The common cactus—compact, adaptable, and armed to the teeth—covers much of Texas’ dry rangeland, but recent scientific advances have produced more farm-friendly and potentially profitable varieties. Agricultural researchers in the Texas A&M University System have increased the size of a typical pad by 400 percent and eliminated the trademark needles. The result is a prickly pear ripe for commercial cultivation: smooth skinned, frost resistant, and low maintenance. “We now have varieties that are perfectly suited for the Rio Grande Valley,” says Peter Felker, the project leader of Texas A&M—Kingsville’s cactus and mesquite research program, “but what we need is a little money to develop a unified agricultural program.” Such a program would pay for marketing and promotion, educational extension services, and farmer adoption efforts.
But cacti cash is nowhere in sight. In October 1997 a $40,000 federal research and development grant dried up, one of the many cuts in the U.S. Department of Agriculture’s budget. That same month the Texas Higher Education Coordinating Board denied grants for cactus for the third consecutive time. Like many other smaller crops, explains retired U.S. congressman Kika de la Garza, who spent his boyhood in Mission cutting cactus, the cactus contingent lacks both the political clout and the market base to compete for attention with larger exportables such as corn, wheat, and cotton.
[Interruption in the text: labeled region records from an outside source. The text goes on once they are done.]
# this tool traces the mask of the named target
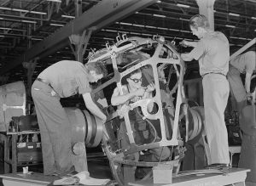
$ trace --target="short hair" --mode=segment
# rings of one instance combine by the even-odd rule
[[[108,75],[108,70],[102,62],[96,61],[85,64],[89,70],[95,70],[97,75],[102,74],[103,76]]]
[[[126,70],[130,69],[131,67],[132,67],[133,65],[129,65],[127,66]],[[142,72],[141,69],[137,69],[133,71],[131,71],[131,73],[125,75],[125,76],[123,76],[122,80],[121,80],[121,84],[128,84],[128,82],[127,82],[127,78],[130,78],[132,75],[134,74],[137,74],[137,73],[139,73],[139,72]]]
[[[210,27],[210,24],[207,18],[203,14],[194,15],[192,18],[190,18],[189,24],[190,27],[195,28],[196,30],[198,29],[198,27]]]
[[[137,69],[137,70],[131,71],[131,73],[127,74],[127,75],[126,75],[126,78],[129,78],[129,77],[131,77],[132,75],[137,74],[137,73],[140,73],[140,72],[142,72],[142,70],[141,70],[141,69]]]

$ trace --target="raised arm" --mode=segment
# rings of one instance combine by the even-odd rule
[[[94,116],[99,117],[102,121],[106,121],[107,117],[103,112],[98,108],[98,106],[94,103],[90,93],[83,93],[83,99],[85,104],[86,108],[93,114]]]
[[[111,97],[111,104],[112,105],[119,105],[125,104],[126,101],[133,99],[136,96],[143,96],[144,93],[145,89],[140,88],[135,92],[120,95],[118,88],[115,88]]]

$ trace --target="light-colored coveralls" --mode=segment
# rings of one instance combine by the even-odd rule
[[[230,92],[236,101],[237,111],[246,104],[247,93],[242,84],[240,75],[245,73],[253,74],[256,70],[256,53],[249,51],[238,55],[230,62],[228,80],[230,85]]]
[[[43,72],[32,87],[40,129],[44,173],[65,174],[74,171],[72,163],[71,127],[60,98],[91,91],[88,70],[80,62],[64,60]]]
[[[189,53],[199,60],[203,76],[207,139],[210,149],[208,164],[230,163],[224,110],[230,93],[226,74],[229,70],[230,45],[218,31],[209,31]]]

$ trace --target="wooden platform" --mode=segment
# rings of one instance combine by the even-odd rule
[[[23,174],[22,172],[0,174],[4,186],[42,186],[48,185],[57,177],[44,176],[42,173]]]
[[[234,184],[245,186],[245,179],[248,169],[230,168],[227,174],[205,173],[181,176],[172,178],[172,183],[153,183],[153,179],[128,183],[132,186],[222,186]]]
[[[152,179],[128,183],[133,186],[222,186],[235,184],[245,186],[245,179],[248,169],[231,168],[226,174],[205,173],[196,175],[180,176],[172,178],[172,183],[154,184]],[[32,175],[23,173],[0,174],[4,186],[42,186],[48,185],[57,177],[44,176],[42,173],[33,172]]]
Despite the financial drought, the PACD vows to continue its global dialogue and grassroots efforts. At its annual conference in September, the group discussed ways to build demand for the bright-red cactus pear (now puréed for commercial margarita mixes) and green nopalito (a vegetablelike pad commonly used in Mexican cooking). Chefs Jay McCarthy of San Antonio and Miguel Ravago of Austin praised the cactus’s culinary versatility. Representatives from the U.N.’s Food and Agriculture Organization spoke glowingly of cactus programs in twenty countries, including India, Haiti, and Brazil. “It’s the perfect crop for someone with arid land and no irrigation,” says de la Garza, who sees not only the plant’s promise but also the rocky road ahead. “Cactus needs a godfather. It needs a sponsor. Right now, we just don’t have the resources.”